The ecds, who report to Wnek, will function as the day-to-day managers of the shop's 61-person creative department, overseeing a layer of group creative heads and contributing to new business efforts. Lowe's clients include General Motors, Unilever, Johnson & Johnson, Macy's and Milk PEP/Milk DMI.
The group has its work cut out for it. Interpublic Group's Lowe, historically seen as a creatively driven agency, has in recent years lost some luster, due chiefly to client defections—including creative platforms such as Mercedes, Heineken and Sprite—but also to management churn at the top.
In October, IPG replaced worldwide CEO Jerry Judge with Wright, and in April, Wright named Wnek, a former top exec at Euro RSCG in London, to replace longtime U.S. chairman and CCO Gary Goldsmith.
Wnek, 45, arrived in June and almost immediately started restructuring the place. In July, Goldsmith's longtime creative ally and ecd, Dean Hacohen, left abruptly but not unexpectedly. And last month, Wnek recruited JWT copywriter Brian Friedrich to become the 10th group creative head at Lowe, overseeing creatives on Unilever's Degree business.
While he didn't set out to hire three execs to fill the ecd role, Wnek did want at least two, including one experienced in interactive advertising. He hopes that the traditional creative team of Rosch and Hobbs will meld with Romano, the interactive cd, and therefore set an example for the rest of the department. "I want them to teach her and her to teach them, and I think what you'll get is going to be interesting. 'Radical' is the word I keep using," Wnek said.
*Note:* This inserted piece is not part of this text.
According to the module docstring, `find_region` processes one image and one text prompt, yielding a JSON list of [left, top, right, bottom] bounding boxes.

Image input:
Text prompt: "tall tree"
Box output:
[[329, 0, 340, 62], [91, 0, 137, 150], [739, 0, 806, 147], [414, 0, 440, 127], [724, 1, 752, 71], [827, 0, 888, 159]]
The newcomers said they were attracted by Wnek's enthusiasm and the challenge of stepping up to broader roles at a larger shop.
BBH's creative department, with 23 people, is roughly a third the size of Lowe's, and Omnicom Group's DM9DDB has around 40 creatives. "It is a big undertaking, but we're up for it," said Hobbs. Added Romano, who is entering the U.S. market for the first time: "I feel like I'm joining the NBA. And that's a major opportunity."
Rosch embraced the chance to lead as well as create work. "We'll be right there with it. It's doing whatever it takes to get it done," he said. Continuing the thought, Hobbs said he plans to be "really approachable and part of the team."